Como refere Tiago Caiado Milheiro [in Comentário Judiciário do Código de Processo Penal, Tomo IV, Almedina, anotação ao artigo 334º, § 15, pg.373] de tal normativo decorre que o julgamento na ausência do arguido tanto pode ter lugar por impulso do mesmo [“pode requerer], como na sequência de uma interpelação do Tribunal nesse sentido [“pode consentir”], posto é que se mostrem verificados os pressupostos aí previstos, o que se verifica no caso dos autos, considerando que o arguido, na data agendada para o julgamento, a realizar no Açores, se encontrava recluso num estabelecimento prisional no continente, não sendo transportado porque os guardas prisionais estavam de greve, não estando o serviço transporte assegurado pelos serviços mínimos.

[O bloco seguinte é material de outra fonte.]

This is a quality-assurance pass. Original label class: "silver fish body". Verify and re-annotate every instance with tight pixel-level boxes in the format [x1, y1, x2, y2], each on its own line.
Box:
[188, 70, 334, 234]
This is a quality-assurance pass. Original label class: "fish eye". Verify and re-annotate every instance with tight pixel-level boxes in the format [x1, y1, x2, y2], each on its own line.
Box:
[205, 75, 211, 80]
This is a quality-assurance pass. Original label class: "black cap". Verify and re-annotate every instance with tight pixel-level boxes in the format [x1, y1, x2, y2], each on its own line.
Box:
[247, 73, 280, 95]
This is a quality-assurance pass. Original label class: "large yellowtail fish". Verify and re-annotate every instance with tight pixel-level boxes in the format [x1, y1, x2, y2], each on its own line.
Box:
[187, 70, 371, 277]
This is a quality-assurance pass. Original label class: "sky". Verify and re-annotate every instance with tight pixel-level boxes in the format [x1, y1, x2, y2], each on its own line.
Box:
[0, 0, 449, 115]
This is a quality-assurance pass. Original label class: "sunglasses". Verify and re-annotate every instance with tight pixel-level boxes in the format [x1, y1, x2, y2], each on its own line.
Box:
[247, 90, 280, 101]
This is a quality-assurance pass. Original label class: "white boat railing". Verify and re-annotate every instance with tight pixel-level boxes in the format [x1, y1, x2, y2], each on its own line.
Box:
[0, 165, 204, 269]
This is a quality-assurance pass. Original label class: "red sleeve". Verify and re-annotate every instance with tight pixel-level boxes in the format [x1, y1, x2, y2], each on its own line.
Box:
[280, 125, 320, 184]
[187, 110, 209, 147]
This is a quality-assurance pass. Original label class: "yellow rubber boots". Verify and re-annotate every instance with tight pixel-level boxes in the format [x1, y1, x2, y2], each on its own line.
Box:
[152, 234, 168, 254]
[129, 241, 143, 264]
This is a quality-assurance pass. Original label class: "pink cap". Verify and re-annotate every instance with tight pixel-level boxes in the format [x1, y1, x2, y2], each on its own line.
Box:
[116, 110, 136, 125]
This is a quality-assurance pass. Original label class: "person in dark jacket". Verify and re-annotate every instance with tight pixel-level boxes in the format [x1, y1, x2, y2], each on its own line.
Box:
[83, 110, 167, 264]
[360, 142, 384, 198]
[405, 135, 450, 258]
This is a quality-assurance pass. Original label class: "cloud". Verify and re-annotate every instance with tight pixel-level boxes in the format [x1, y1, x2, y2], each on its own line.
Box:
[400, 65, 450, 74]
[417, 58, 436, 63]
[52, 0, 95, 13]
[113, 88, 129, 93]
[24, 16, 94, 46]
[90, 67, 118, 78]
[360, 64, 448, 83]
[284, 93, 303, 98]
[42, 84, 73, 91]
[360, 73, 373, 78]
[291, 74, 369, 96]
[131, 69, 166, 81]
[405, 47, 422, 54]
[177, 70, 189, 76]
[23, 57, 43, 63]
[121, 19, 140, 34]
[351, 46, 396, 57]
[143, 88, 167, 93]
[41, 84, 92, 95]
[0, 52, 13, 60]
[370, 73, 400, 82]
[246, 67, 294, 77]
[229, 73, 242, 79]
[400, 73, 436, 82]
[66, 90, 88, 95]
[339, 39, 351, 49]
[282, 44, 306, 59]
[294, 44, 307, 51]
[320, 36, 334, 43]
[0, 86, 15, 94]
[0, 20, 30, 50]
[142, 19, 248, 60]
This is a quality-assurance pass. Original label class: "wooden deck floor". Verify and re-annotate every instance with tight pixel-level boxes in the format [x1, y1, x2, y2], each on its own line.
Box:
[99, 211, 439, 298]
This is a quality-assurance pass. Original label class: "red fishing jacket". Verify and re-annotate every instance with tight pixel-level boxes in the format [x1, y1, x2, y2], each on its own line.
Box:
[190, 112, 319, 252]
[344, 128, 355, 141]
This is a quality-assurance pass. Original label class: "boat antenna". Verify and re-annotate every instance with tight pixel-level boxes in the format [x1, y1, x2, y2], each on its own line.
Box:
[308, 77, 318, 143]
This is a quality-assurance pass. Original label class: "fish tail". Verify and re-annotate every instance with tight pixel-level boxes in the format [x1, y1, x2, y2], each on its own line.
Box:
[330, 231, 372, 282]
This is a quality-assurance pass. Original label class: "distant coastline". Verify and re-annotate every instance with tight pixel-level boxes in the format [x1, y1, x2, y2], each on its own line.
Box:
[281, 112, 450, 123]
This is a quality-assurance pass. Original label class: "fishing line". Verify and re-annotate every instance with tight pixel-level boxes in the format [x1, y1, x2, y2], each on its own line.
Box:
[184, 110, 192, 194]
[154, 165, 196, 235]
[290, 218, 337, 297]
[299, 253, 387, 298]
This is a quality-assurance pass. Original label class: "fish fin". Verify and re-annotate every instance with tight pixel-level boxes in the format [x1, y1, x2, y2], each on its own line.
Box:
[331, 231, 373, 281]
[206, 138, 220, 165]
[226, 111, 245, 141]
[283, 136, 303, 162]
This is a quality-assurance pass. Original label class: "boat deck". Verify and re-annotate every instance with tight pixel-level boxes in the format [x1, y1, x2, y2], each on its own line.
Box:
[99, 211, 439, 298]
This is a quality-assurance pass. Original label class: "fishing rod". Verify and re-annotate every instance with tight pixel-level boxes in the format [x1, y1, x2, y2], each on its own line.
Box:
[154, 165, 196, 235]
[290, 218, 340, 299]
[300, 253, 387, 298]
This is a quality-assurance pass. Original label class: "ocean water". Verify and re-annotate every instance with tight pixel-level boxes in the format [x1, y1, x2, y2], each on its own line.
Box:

Note-se que nesse segmento, cabem todas as ocorrência da vida real equivalentes e reveladoras de impossibilidade prática [Tiago Caiado Milheiro, in ob., cit., §19, p. 375].
A ausência de transporte, por efeito da greve, conduz a uma impossibilidade prática de o arguido estar presente no julgamento.
Verificando tal impossibilidade, o tribunal interpelou o arguido no sentido de consentir em ser julgado na ausência, tendo aquele manifesta de forma válida [cf. supra] o consentimento para ser julgado na ausência.
Tendo o arguido validamente consentido que a audiência se realizasse na sua ausência, sujeita-se à disciplina processual penal regulada no n.º 4, do artigo 334º CPP, ou seja, é representado, para todos os efeitos possíveis, por defensor, o qual, esteve presente na audiência de julgamento e nada requereu até ao encerramento da mesma, sendo certo que, nessa data o poderia ter feito, invocando o disposto no n.º 3, do artigo 333º, do CPP.
Note-se que de acordo com a sistematização do Código de Processo Penal, a fase de julgamento (Livro VII) está dividida em três subfases autónomas: atos preliminares (Título I), audiência (Título II) e sentença (Título III).
Com o encerramento da discussão, cuja declaração se segue às últimas declarações do arguido [que no caso não tiveram lugar, porque o arguido consentiu em se julgado na ausência], termina a fase da audiência (artigo 361º), seguindo-se-lhe a fase da sentença (artigo 365º).
Assim sendo, o requerimento do defensor do arguido em momento posterior ao encerramento da audiência, como sucedeu no caso dos autos, é, tal como sustentado no despacho recorrido, extemporâneo e, como tal, a sua rejeição mostra-se acertada.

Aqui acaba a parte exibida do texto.